Seeing Through AI's Lens: Enhancing Human Skepticism Towards LLM-Generated Fake News
Navid Ayoobi, Sadat Shahriar, Arjun Mukherjee
TL;DR
This work tackles the problem of distinguishing human-written news from LLM-generated fake news and proposes a reader-oriented defense based on the Entropy-Shift Authorship Signature (ESAS), an information-theoretic metric that ranks words by their discriminative power for authorship. By constructing a large dataset of $39{,}000$ articles from four LLMs across three fake levels and using ESAS to select a small, highly informative vocabulary, the authors demonstrate that a simple TF-IDF plus logistic regression classifier achieves high accuracy with a tiny feature set, surpassing baseline reader judgments in many settings. They systematically analyze cues at the unigram, bigram, and POS levels, showing consistent human-vs-LLM differences such as higher use of "said" by humans and distinct model-specific bigrams like "the ongoing" for certain LLMs, across topics and generation strategies. The work culminates in practical cues readers can use to heighten skepticism toward AI-generated news and provides a publicly available dataset to foster future research on robust cross-LLM detection and reader-awareness methods.
Abstract
LLMs offer valuable capabilities, yet they can be utilized by malicious users to disseminate deceptive information and generate fake news. The growing prevalence of LLMs poses difficulties in crafting detection approaches that remain effective across various text domains. Additionally, the absence of precautionary measures for AI-generated news on online social platforms is concerning. Therefore, there is an urgent need to improve people's ability to differentiate between news articles written by humans and those produced by LLMs. By providing cues in human-written and LLM-generated news, we can help individuals increase their skepticism towards fake LLM-generated news. This paper aims to elucidate simple markers that help individuals distinguish between articles penned by humans and those created by LLMs. To achieve this, we initially collected a dataset comprising 39k news articles authored by humans or generated by four distinct LLMs with varying degrees of fake. We then devise a metric named Entropy-Shift Authorship Signature (ESAS) based on the information theory and entropy principles.

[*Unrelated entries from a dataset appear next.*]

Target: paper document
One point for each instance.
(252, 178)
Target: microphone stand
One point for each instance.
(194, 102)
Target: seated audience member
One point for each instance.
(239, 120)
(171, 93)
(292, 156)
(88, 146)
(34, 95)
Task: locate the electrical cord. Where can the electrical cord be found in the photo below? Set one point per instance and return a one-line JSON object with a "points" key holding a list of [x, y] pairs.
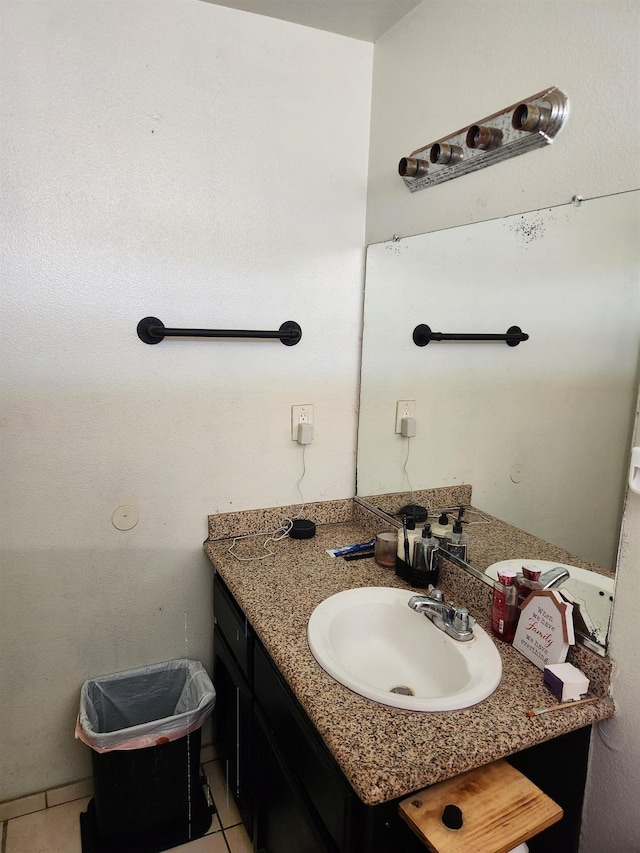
{"points": [[277, 535]]}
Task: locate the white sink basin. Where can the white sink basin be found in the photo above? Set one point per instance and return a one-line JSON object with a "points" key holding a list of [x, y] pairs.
{"points": [[371, 641], [591, 591]]}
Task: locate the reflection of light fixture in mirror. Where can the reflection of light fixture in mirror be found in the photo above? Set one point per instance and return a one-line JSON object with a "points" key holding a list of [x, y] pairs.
{"points": [[523, 126], [411, 167], [442, 152]]}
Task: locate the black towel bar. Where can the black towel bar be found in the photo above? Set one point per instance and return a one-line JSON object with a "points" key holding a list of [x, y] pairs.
{"points": [[422, 335], [152, 331]]}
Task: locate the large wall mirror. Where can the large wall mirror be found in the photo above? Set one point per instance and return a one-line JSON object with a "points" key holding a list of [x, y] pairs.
{"points": [[541, 431]]}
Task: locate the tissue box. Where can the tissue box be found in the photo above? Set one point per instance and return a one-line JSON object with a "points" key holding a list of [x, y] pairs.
{"points": [[565, 681]]}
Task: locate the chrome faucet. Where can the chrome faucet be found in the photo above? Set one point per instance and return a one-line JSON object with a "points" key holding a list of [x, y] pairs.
{"points": [[554, 577], [454, 621]]}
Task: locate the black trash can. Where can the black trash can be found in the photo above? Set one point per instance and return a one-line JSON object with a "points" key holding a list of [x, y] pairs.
{"points": [[144, 727]]}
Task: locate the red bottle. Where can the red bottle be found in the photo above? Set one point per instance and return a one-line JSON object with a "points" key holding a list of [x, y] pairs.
{"points": [[504, 606], [527, 583]]}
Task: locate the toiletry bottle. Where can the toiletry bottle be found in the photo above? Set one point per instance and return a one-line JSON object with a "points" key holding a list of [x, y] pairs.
{"points": [[406, 540], [456, 542], [504, 606], [425, 560], [527, 582], [442, 526]]}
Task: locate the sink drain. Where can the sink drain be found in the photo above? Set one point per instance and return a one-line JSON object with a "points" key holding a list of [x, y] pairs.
{"points": [[403, 690]]}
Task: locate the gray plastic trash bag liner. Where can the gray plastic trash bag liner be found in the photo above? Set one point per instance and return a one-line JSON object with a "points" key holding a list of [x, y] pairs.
{"points": [[144, 707]]}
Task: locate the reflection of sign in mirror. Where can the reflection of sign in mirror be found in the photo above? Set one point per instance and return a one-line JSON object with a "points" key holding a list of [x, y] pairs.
{"points": [[545, 628]]}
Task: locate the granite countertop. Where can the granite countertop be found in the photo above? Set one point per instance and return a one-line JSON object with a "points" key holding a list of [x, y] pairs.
{"points": [[386, 752]]}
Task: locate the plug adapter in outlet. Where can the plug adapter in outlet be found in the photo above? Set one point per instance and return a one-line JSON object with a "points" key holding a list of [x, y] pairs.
{"points": [[300, 415]]}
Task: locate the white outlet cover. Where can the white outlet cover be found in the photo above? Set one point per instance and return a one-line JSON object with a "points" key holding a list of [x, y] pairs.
{"points": [[302, 414]]}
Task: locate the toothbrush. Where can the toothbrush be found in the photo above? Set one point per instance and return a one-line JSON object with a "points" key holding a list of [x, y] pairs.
{"points": [[406, 540]]}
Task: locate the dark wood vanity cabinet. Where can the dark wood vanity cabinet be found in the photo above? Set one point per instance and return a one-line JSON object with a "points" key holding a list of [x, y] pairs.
{"points": [[291, 794]]}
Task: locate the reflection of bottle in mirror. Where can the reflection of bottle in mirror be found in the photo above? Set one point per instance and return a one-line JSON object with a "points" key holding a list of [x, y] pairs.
{"points": [[457, 541], [504, 606], [442, 527]]}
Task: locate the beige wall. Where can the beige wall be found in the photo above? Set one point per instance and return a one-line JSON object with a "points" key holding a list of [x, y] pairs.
{"points": [[155, 163]]}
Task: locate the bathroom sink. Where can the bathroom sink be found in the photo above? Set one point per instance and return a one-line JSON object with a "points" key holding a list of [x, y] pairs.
{"points": [[371, 641], [588, 590]]}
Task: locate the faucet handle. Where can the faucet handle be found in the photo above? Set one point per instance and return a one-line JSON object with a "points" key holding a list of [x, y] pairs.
{"points": [[462, 621]]}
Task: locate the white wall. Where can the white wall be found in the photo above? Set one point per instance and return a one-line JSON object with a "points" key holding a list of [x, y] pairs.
{"points": [[448, 64], [207, 167], [611, 819]]}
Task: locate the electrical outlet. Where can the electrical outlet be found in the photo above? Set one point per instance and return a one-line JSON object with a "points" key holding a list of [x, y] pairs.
{"points": [[300, 415], [404, 409]]}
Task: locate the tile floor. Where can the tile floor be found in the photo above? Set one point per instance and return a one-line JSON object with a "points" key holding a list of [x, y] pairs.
{"points": [[57, 829]]}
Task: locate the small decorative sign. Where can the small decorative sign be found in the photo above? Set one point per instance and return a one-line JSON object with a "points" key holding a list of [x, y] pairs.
{"points": [[545, 628]]}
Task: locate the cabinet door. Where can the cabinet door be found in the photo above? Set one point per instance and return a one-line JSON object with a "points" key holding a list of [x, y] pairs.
{"points": [[232, 715], [283, 820]]}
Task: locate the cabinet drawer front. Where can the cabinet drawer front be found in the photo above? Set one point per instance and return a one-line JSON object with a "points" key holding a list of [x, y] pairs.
{"points": [[300, 745], [233, 625]]}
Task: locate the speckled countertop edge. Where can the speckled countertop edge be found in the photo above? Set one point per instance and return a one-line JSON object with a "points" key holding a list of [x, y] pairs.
{"points": [[386, 752]]}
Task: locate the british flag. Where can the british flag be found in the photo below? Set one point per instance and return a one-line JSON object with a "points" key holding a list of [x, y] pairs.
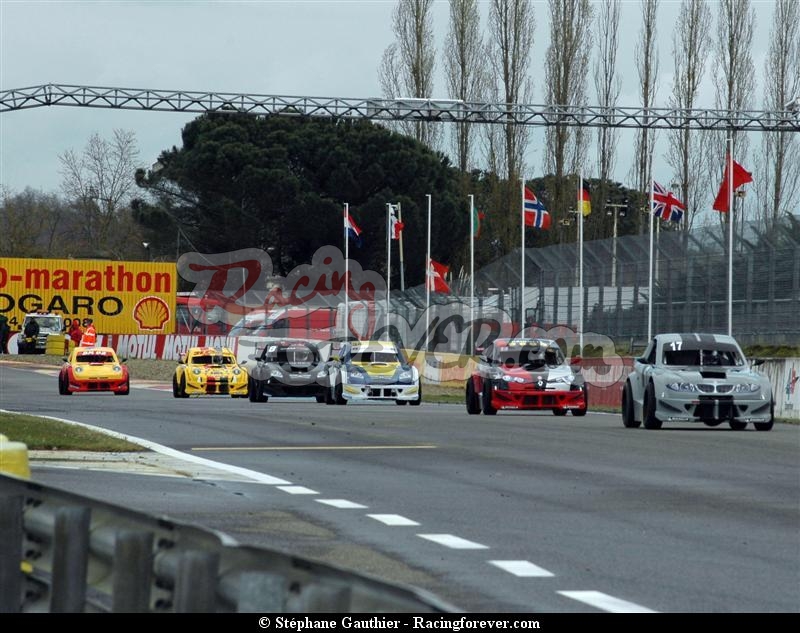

The proposed ESAS ranks terms or entities, like POS tagging, within news articles based on their relevance in discerning article authorship. We demonstrate the effectiveness of our metric by showing the high accuracy attained by a basic method, i.e., TF-IDF combined with logistic regression classifier, using a small set of terms with the highest ESAS score. Consequently, we introduce and scrutinize these top ESAS-ranked terms to aid individuals in strengthening their skepticism towards LLM-generated fake news.